Enéas em 1994: Enéas faz campanha com pose de 'salvador'

MARCELO MIGLIACCIO
DA SUCURSAL DO RIO

Enéas faz campanha com pose de'salvador'
Candidato do Prona é soma de cientista e de Enéas
O cardiologista Enéas Ferreira Carneiro, 55, afirma que anulava o voto desde 1960, quando Jânio Quadros o decepcionou. Em 1989, porém, passou a votar num novo personagem, aquele que diz: "Meu nome é Enéas!".
A decisão definitiva de se candidatar pela primeira vez foi tomada em 88, quando, em conversas com amigos, decidiu encarnar a "indignação popular".
Retraído desde a faculdade –como lembra o cirurgião e ex-colega Laércio Gonçalves–, Enéas, candidato, tornou-se ainda mais fechado.
Não fala, por exemplo, da mulher, das três filhas e das ex-companheiras (veja texto ao lado).
Em junho de 89, o Prona (Partido da Reedificação da Ordem Nacional) ganhava seu registro provisório, organizado graças a seus colegas médicos, militares e ex-alunos espalhados pelo Brasil.
O personagem Enéas se mostra nos 69 segundos diários que o Prona ocupa no horário gratuito da televisão, e em suas raras aparições públicas. "Orrrrdem", grita em seus pronunciamentos
Em sua primeira candidatura, em 89, tinha apenas 17 segundos. Nesse tempo, disparava sua verborragia chegando a pronunciar até 56 palavras. Ficou em 12º lugar (eram 21 candidatos), com 360.561 votos.
Na última pesquisa Datafolha, Enéas obtém 4% das intenções de voto, mesmo índice de Orestes Quércia, candidato do maior partido do país, o PMDB.
"Vou correr o risco para ver se ele é autoritário ou tem a autoridade de que estamos precisando", diz o engenheiro Mário Barbosa Vilas Boas, 34, que saiu do PT quando o partido decidiu não expulsar Luiza Erundina por ter se tornado ministra do atual governo.
É mais um no rebanho de cerca de 20 mil que a direção nacional do Prona garante já ter cooptado em todo o Brasil. Como os TREs e o TSE não controlam o número de filiados dos partidos, é acreditar ou não.

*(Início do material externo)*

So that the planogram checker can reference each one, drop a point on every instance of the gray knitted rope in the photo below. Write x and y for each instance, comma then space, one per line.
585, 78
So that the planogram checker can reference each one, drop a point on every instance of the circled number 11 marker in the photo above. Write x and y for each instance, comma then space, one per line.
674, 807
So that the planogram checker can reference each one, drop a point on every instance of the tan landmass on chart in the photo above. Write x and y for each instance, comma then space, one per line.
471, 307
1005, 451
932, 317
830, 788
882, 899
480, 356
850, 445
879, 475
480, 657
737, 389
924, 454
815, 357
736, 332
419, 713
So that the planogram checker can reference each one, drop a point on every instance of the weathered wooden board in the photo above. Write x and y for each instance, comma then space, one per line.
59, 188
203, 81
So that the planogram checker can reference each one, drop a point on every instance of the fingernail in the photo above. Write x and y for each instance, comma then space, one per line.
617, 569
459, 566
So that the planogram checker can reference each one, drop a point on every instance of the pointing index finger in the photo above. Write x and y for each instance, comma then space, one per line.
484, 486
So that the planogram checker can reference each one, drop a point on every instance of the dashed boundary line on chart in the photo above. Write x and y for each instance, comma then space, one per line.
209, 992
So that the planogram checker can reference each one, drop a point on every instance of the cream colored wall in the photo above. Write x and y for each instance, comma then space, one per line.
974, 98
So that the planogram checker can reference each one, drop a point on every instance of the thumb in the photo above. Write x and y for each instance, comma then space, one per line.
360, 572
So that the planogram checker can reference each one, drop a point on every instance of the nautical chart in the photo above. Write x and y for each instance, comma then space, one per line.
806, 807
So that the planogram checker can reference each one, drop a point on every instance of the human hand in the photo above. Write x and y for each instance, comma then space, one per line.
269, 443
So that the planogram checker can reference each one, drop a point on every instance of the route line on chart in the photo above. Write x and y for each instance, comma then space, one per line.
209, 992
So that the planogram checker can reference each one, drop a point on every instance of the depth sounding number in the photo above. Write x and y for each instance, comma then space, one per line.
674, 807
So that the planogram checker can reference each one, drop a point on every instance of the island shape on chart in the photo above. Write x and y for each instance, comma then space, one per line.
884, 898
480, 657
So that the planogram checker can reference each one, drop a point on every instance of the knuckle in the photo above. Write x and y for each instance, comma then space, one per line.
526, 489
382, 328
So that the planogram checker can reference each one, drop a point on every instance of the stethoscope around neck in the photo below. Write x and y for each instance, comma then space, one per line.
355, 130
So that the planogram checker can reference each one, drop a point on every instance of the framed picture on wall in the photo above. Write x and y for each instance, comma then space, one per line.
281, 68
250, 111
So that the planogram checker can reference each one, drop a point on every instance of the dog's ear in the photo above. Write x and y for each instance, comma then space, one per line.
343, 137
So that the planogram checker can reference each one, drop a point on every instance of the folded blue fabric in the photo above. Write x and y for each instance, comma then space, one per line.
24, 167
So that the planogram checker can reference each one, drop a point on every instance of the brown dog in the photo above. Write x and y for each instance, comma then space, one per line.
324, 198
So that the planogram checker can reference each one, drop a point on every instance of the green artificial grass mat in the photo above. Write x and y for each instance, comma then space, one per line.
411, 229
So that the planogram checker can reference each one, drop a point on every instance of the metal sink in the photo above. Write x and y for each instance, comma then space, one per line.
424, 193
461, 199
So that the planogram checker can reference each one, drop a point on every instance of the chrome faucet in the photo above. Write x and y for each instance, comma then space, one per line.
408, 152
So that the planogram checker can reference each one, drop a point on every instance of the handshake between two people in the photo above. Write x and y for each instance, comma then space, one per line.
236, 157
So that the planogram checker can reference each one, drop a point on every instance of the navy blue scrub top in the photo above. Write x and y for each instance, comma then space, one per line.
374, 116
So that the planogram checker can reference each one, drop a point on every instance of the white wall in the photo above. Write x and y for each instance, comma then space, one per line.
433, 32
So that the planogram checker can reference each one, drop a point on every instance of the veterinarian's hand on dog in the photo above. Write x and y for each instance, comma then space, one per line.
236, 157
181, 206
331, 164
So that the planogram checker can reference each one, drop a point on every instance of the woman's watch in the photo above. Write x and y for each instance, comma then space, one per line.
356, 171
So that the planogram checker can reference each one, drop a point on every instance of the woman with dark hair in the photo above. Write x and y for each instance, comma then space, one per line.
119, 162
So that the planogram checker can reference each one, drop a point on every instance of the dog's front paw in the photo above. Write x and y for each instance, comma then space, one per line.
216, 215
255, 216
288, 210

São militares, médicos e microempresários, que tratam o candidato como uma espécie em extinção, um oásis de sabedoria e honestidade num país para eles repleto de retardados e ladrões.
"A inteligência dele está num plano muito superior à nossa", curva-se o microempresário e candidato a deputado estadual pelo Prona paulista Paulo Oséias, 32, eleitor de Collor em 89.
"É nosso salvador", emenda a deputada federal Regina Gordilho, única parlamentar do partido no Brasil, eleita pelo PDT após perder um filho espancado por PMs na zona oeste do Rio.
Enéas não se revela nem mesmo para os moradores do edifício onde vive, em Laranjeiras (zona sul do Rio), num apartamento de US$ 140 mil, com a atual mulher Adriana e a filha mais nova.
Os vizinhos já se acostumaram com a formalidade daquele homem, quase sempre visto de terno e gravata, que não frequenta nenhuma das áreas de lazer do prédio.
"Às vezes ele atrasa o condomínio quando está em campanha, mas depois paga", conta a síndica do prédio, Tânia Borges, 34, que já convenceu o filho menor de que o vizinho do 1605 não é o "Papai Noel preto".
Risos e momentos de descontração pública, Enéas concede a poucos, como o assessor Codeceira, um dos raros em seu séquito com poderes para questioná-lo.
Escudeiro inseparável, Codeceira tem prerrogativas até para limpar uma gota de saliva emaranhada na barba do candidato após uma de suas raras gargalhadas contidas. O show de Enéas não prevê risos.
Seus asseclas o cumprimentam após cada explanação exaltada, como aquela em que defendeu tratamento médico para os que apresentam "desvio de conduta para o homossexualismo".
Enéas Carneiro –nascido no Acre e residente no Rio de Janeiro desde 1958– afirma que não tem preconceitos, "só conceitos". "Também não acho nada: ou sei, ou não sei".
O médico diz que é contra a pena de morte, que não discrimina raças e que não apóia a censura prévia a manifestações artísticas.
Mas berra que Lula não pode ser presidente por falta de escolaridade e por desconhecer a bauxita refratária e defende a invasão das favelas pelo Exército.
Enéas Carneiro nega que seja fascista, mas não consegue convencer que o personagem que criou, cujo nome é "Enéas!", não o seja.